POR LA DRA. CLARA INÉS FERREYRA* – www.ernestobisceglia.com.ar

En los últimos años, la consulta en salud mental infantil y adolescente se ha visto atravesada por un fenómeno cada vez más frecuente: niños ansiosos, irritables, con dificultades para concentrarse, dormir y tolerar la frustración. La pregunta que suele aparecer de inmediato es qué diagnóstico corresponde. La pregunta correcta, sin embargo, debería ser otra: ¿qué mundo les estamos ofreciendo para crecer?
Vivimos en una sociedad exhausta. Padres y madres sobrecargados, jornadas laborales extensas, incertidumbre económica, vínculos frágiles y una sensación permanente de llegar tarde a todo. En ese contexto, la crianza se vuelve una tarea solitaria y muchas veces culposa. Y allí, silenciosamente, aparece la pantalla como sustituto: calma, entretiene, ocupa, distrae. Pero no educa, no contiene y no pone límites.
La infancia necesita adultos disponibles, no perfectos. Necesita presencia, palabra, sostén emocional y frustraciones dosificadas. Cuando esto falta, el sistema nervioso del niño queda expuesto a una estimulación constante sin regulación externa. El resultado no es rebeldía ni “mala conducta”: es ansiedad.
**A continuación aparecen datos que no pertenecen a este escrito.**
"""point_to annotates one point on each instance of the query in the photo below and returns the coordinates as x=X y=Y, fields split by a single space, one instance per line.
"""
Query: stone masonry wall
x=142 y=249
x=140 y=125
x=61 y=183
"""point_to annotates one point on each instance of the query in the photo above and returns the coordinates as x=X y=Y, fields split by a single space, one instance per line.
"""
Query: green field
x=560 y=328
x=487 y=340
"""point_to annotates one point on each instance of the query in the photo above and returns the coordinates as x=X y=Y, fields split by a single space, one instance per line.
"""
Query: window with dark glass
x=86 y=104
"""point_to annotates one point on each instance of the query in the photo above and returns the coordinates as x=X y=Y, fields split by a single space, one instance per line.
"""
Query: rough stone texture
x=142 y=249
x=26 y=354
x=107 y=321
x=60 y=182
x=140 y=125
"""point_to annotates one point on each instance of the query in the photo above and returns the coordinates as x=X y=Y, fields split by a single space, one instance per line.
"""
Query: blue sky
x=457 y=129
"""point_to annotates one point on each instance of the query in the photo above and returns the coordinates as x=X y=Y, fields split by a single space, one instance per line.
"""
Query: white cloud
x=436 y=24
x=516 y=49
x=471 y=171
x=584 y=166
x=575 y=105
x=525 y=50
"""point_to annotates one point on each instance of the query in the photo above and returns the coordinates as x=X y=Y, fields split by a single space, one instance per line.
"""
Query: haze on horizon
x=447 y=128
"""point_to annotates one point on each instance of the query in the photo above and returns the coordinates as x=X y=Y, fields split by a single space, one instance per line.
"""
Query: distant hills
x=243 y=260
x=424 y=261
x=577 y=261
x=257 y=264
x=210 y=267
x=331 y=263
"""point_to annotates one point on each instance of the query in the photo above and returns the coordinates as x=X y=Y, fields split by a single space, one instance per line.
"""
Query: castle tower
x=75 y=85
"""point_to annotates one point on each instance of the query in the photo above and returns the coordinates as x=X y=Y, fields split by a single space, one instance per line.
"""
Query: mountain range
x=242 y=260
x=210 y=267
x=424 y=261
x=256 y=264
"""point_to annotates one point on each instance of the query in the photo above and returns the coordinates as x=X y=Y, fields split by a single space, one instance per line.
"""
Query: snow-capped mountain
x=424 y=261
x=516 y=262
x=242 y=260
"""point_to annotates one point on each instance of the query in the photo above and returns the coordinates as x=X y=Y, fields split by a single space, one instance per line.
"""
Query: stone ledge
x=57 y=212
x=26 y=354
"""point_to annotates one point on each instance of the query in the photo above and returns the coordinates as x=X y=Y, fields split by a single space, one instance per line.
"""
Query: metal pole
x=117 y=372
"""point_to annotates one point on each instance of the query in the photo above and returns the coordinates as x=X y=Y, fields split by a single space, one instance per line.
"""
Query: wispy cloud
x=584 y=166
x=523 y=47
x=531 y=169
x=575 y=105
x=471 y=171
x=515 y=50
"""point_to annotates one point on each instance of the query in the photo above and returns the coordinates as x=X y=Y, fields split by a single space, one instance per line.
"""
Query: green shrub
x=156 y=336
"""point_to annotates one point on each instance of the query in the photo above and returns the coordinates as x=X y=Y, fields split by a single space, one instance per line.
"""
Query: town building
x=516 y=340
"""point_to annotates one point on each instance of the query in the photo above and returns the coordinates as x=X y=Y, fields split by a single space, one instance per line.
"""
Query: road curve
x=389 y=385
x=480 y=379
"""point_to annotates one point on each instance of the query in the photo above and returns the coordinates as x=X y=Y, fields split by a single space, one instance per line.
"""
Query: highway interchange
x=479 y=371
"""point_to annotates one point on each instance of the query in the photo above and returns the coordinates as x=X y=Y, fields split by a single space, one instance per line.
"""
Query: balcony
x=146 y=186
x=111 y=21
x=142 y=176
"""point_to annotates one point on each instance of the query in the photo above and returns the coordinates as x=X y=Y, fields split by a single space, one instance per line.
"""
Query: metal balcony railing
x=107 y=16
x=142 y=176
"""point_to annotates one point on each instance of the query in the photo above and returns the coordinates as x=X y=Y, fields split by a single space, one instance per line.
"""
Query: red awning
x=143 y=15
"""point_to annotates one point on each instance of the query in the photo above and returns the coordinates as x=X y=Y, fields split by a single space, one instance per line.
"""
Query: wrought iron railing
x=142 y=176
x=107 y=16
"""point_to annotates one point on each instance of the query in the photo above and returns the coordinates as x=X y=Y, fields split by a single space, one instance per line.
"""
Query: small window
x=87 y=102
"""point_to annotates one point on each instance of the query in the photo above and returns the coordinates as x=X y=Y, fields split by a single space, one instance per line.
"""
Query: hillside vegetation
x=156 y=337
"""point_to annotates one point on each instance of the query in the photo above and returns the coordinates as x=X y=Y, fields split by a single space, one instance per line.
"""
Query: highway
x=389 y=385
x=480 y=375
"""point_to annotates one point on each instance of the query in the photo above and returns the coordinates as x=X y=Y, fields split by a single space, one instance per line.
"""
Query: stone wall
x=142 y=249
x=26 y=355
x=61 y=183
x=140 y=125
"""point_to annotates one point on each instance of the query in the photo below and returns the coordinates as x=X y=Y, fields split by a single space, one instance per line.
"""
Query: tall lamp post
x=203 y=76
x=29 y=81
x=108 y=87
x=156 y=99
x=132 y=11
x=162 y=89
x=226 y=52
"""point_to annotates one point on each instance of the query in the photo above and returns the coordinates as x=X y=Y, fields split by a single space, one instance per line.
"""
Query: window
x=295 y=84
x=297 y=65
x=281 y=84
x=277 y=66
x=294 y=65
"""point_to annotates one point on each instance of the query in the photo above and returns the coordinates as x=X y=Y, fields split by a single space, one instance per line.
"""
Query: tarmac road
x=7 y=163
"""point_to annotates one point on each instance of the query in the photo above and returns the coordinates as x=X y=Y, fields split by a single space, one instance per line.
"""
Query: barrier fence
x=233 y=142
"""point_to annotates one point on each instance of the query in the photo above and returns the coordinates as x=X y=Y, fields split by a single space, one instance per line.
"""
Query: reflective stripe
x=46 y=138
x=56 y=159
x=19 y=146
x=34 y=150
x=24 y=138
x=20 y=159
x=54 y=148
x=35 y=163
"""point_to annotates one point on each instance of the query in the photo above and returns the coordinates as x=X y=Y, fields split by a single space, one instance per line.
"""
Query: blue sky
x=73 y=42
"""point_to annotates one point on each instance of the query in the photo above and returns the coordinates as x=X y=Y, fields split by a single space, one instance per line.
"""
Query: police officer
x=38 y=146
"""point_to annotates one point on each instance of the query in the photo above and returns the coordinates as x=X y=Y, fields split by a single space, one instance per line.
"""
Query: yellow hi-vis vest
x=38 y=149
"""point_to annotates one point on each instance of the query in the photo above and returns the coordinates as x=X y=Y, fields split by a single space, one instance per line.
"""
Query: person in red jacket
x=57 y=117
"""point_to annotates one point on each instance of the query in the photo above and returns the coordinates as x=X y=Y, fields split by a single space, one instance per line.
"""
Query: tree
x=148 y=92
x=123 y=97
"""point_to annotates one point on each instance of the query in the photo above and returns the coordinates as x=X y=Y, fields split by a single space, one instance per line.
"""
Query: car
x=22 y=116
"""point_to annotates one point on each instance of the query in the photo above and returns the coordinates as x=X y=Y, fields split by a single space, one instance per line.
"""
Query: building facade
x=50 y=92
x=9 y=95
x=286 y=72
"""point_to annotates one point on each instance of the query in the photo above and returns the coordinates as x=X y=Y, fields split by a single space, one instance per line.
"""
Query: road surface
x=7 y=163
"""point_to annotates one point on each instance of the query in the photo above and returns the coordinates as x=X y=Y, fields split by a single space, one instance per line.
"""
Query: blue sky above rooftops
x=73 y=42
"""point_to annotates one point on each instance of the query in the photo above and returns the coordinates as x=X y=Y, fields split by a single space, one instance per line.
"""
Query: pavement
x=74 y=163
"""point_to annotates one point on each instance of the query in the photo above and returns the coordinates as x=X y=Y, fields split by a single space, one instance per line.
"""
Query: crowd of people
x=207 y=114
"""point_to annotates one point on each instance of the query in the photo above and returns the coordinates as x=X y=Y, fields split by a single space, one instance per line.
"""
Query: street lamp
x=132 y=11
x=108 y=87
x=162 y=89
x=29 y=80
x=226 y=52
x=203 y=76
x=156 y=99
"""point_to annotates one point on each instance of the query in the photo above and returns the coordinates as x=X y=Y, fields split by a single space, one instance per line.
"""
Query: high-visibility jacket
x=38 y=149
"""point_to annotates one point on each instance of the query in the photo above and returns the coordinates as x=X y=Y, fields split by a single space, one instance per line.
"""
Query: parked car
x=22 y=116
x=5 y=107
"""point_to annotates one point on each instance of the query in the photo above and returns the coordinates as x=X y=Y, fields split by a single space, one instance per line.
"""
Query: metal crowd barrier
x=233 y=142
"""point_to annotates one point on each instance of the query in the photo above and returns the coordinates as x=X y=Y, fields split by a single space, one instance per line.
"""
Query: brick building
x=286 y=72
Las pantallas no son el problema en sí mismas. El problema es cuando se convierten en recurso central de crianza, cuando reemplazan el diálogo, el juego compartido, el aburrimiento creativo y, sobre todo, el límite. Un niño sin límites no es un niño libre: es un niño desorientado. Y la desorientación genera angustia.
Asistimos así a una paradoja inquietante: nunca hubo tantos recursos tecnológicos para el entretenimiento infantil y, sin embargo, nunca hubo tantos niños emocionalmente desbordados. El síntoma no está sólo en ellos; está en una sociedad que delegó la función adulta en dispositivos y algoritmos.
Desde la clínica, es fundamental evitar una respuesta simplista. No todo niño ansioso necesita medicación. Muchas veces necesita algo más básico y más difícil: adultos que puedan sostener, decir no, tolerar el enojo del hijo, frustrar sin culpa. La función adulta no es evitar el malestar, sino enseñar a transitarlo.
Pensar la salud mental infantil implica mirar más allá del individuo. Implica revisar los modos de vida que estamos naturalizando. La ansiedad de nuestros niños no es un fenómeno aislado: es un síntoma social. Y como todo síntoma, no se resuelve tapándolo, sino escuchándolo.
Tal vez el mayor desafío de esta época no sea criar niños felices, sino criar niños acompañados. Porque donde hay presencia adulta, la ansiedad encuentra límite. Y donde hay límite, hay cuidado.
(*) Dra. Clara Inés Ferreyra
Psicóloga (UBA), Doctora en Psicología y docente universitaria. Especialista en adolescencia, salud mental comunitaria y problemáticas sociales contemporáneas. En esta columna abordará el malestar psíquico desde una perspectiva social, ética y no reduccionista.